Post-minimalist notions are seen in David Benjamin Sherry’s “Winter Eclipse (New Mexico),” composed of minute variations of light blue, with subtle shapes only hinting at Southwestern geology rather than spelling out the forms. Similarly, in Porfirio Gutiérrez’s fabric art piece “Untitled, Continuous Line,” tiered pyramidal shapes echo Southwestern plateaus and buttes, as well as Meso-American architecture. From a different angle, its orderly linear quality could be read as design for art’s sake.

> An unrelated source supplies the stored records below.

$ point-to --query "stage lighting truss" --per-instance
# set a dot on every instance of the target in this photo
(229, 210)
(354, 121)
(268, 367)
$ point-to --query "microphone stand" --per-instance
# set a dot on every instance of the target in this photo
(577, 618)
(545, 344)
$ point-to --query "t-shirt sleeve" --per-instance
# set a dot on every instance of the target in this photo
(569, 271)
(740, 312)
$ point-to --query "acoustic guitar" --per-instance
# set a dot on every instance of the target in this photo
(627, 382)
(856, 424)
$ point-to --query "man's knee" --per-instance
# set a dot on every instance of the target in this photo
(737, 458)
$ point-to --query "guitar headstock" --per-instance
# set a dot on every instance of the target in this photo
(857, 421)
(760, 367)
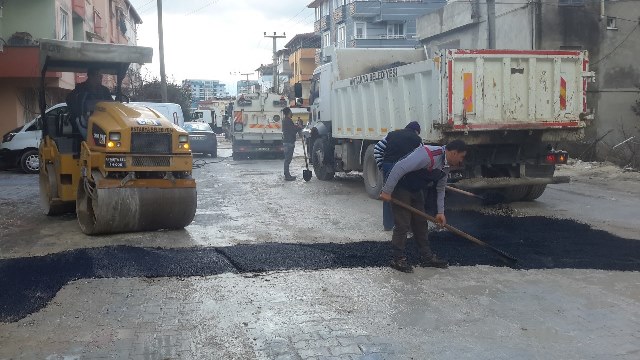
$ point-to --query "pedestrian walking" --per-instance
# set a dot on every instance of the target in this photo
(289, 132)
(400, 143)
(406, 181)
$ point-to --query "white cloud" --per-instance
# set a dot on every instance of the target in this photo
(209, 39)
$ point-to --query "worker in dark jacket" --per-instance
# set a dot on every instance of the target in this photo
(289, 131)
(399, 143)
(406, 181)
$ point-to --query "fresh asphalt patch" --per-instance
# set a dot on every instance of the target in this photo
(28, 284)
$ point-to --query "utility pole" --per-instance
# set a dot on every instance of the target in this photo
(275, 59)
(163, 76)
(246, 82)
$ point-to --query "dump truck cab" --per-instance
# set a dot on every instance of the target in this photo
(121, 167)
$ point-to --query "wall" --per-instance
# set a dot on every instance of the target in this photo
(15, 12)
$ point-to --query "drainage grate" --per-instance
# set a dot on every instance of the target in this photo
(151, 143)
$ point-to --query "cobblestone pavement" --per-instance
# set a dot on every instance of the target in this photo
(464, 312)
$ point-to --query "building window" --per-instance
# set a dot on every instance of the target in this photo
(342, 41)
(97, 23)
(64, 30)
(395, 31)
(360, 30)
(326, 39)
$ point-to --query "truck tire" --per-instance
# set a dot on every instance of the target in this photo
(373, 179)
(30, 162)
(535, 191)
(319, 160)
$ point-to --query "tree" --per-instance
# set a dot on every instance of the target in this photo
(143, 88)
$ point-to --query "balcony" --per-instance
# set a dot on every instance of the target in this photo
(340, 14)
(364, 9)
(322, 24)
(79, 7)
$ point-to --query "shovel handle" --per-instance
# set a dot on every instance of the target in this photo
(508, 258)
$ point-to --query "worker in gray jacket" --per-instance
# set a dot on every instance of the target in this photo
(405, 182)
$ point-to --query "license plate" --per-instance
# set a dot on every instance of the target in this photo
(115, 162)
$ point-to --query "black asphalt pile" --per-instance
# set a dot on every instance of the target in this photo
(28, 284)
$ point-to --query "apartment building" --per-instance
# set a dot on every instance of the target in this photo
(202, 90)
(302, 49)
(368, 23)
(23, 23)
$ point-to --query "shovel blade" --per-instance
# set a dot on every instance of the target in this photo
(307, 174)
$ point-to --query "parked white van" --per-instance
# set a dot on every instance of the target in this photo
(211, 117)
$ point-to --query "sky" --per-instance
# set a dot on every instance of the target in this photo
(219, 39)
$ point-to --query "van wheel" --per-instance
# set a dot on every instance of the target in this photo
(30, 162)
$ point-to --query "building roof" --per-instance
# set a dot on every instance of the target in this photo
(304, 41)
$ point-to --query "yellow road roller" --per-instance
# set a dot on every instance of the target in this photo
(121, 167)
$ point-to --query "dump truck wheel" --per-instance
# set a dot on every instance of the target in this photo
(49, 192)
(87, 195)
(128, 209)
(373, 179)
(534, 192)
(515, 193)
(319, 160)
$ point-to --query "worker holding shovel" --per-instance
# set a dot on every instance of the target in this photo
(289, 131)
(400, 143)
(405, 181)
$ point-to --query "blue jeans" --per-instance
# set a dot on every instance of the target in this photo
(288, 156)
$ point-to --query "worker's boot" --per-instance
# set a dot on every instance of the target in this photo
(401, 264)
(433, 261)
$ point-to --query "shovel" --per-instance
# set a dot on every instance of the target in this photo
(506, 258)
(306, 174)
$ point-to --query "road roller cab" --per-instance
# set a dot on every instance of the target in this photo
(121, 167)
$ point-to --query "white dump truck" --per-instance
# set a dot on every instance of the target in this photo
(514, 108)
(257, 125)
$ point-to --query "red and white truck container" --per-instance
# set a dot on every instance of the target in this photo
(514, 108)
(257, 126)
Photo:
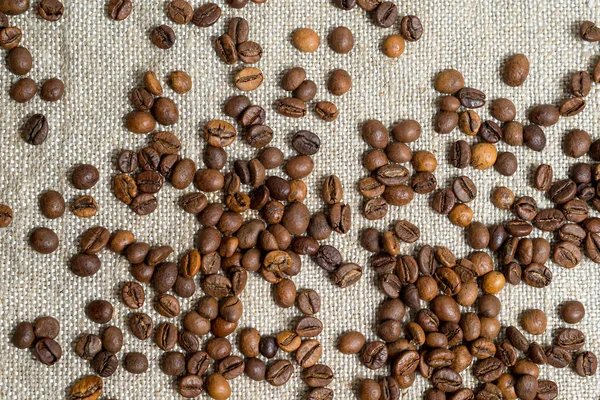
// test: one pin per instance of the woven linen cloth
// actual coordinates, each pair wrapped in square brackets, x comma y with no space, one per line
[101,61]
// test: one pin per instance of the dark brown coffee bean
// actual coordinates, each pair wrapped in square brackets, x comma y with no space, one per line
[471,98]
[141,325]
[305,142]
[443,201]
[586,364]
[10,36]
[35,130]
[488,370]
[411,28]
[464,189]
[460,154]
[327,111]
[291,107]
[423,182]
[87,346]
[549,220]
[105,364]
[446,380]
[571,107]
[163,37]
[562,191]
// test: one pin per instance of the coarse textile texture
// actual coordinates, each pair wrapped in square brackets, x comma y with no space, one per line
[101,60]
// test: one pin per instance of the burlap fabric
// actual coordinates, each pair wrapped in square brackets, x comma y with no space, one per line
[101,61]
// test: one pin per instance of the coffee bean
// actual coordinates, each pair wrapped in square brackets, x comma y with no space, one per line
[206,15]
[87,346]
[326,110]
[443,201]
[99,311]
[411,28]
[291,107]
[35,130]
[105,364]
[23,90]
[10,36]
[516,70]
[586,364]
[374,355]
[94,240]
[141,325]
[571,107]
[42,240]
[318,375]
[386,14]
[248,79]
[180,11]
[558,357]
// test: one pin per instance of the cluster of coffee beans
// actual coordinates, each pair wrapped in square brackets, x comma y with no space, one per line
[303,90]
[101,351]
[385,15]
[40,337]
[252,118]
[151,106]
[156,162]
[20,62]
[388,183]
[234,45]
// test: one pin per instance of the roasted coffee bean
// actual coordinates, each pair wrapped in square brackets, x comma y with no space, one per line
[586,364]
[537,275]
[206,15]
[35,130]
[105,364]
[326,110]
[571,107]
[549,220]
[141,325]
[576,234]
[291,107]
[558,357]
[87,346]
[446,380]
[386,14]
[443,201]
[180,11]
[24,336]
[163,37]
[488,370]
[572,311]
[566,254]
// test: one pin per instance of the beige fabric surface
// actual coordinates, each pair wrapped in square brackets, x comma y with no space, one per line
[101,61]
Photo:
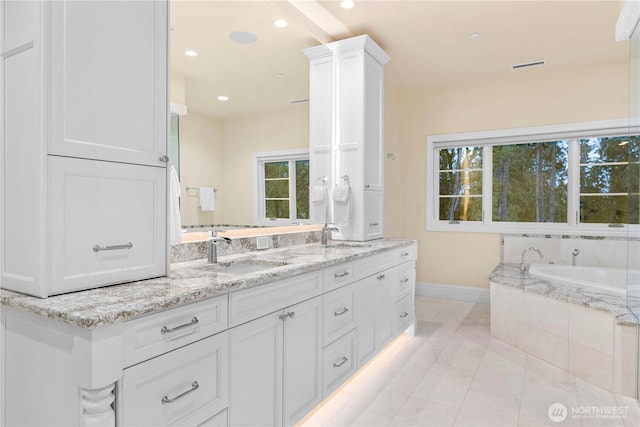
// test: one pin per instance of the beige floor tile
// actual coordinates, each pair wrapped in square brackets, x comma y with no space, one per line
[453,372]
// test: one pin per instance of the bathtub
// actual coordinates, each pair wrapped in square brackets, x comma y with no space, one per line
[612,280]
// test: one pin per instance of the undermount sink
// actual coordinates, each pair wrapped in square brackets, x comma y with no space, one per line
[241,266]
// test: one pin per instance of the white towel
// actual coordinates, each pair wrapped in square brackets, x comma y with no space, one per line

Fabric art combines medium self-reference and landscape imagery in Jordan Nassar’s “A Sun Toward the Sea,” made of hand-embroidered cotton on cotton, covered with decorative leaf-like patterning, with a sly splash of landscape tucked into the far-right edge.
Speaking softly but punching above its weight, Robyn O’Neil’s small drawings — in watercolor, colored pencil, and graphite — are nearly hiding in plain sight behind a pillar. Titled “Los Angeles, 4 O’Clock” and steeped in a frozen sense of time and place, the paired images are loosely rendered and tinged with spontaneous odes to land and cloudscapes. Clouds, in rippling rhythmic layers, are the primary thing in her subtle graphite on canvas piece “Nocturne.”
One could say that rippling rhythms — with foreboding overtones — also describe the one photograph in the show, Sherry’s epic, purple-hazed “Muley Point II, Bears Ears National Monument, Utah.” The stunning aerial overview of the rugged landscape both dazzles the senses and triggers pangs of angst, knowing about the decimation of the vast national monument’s acreage under then-president Trump’s pernicious anti-environmental reign. Thankfully, order and acreage were restored by President Biden. Future status: unknown.
Rougher stuff is also afoot, including Indian-born, Chicago-based artist Soumya Netrabile’s gruffly charming painting “2 p.m. in the Park.” A raw, color-infused view of a couple in an overgrown and unpopulated park is far from Renoir’s impressionistic park-based canvassing, with a folk-art-like and post-neo-expressionist sense of play. The shambling looseness of the style and pictorial content contrast the notion of a park’s controlled and ordered slice of nature.
In its own expressive corner is the eye-grabbing sight of Gabriela Ruiz’s “Drip,” a vibrant multimedia wild ride with a materials list including “insulating foam on the artist’s old IKEA desk top.” Warm pink-to-red tones dominate the composition, broken up with a slash of yellow and patch of blue, but the main “event” takes place in the seemingly implosive bubbling mass consuming the right side of the frame, like a diseased ectoplasmic unraveling functioning as a metaphor for Mother Nature’s destruction in training.
Or are our paranoid senses about the state of the natural world taking art appreciation too far? One can hope. A more innocent reading finds that “Drip” is a vivid exercise in the match-making of painting and sculptural art object. Let’s go with that.
New Landscapes Part II is on view at SBCC Atkinson Gallery (721 Cliff Dr., Humanities Bldg., Rm. 202) through February 28. Gallery hours are Mon.-Thu., 11 a.m.-5 p.m.; Fri., 11 a.m.-3 p.m.; and by appointment. See gallery.sbcc.edu.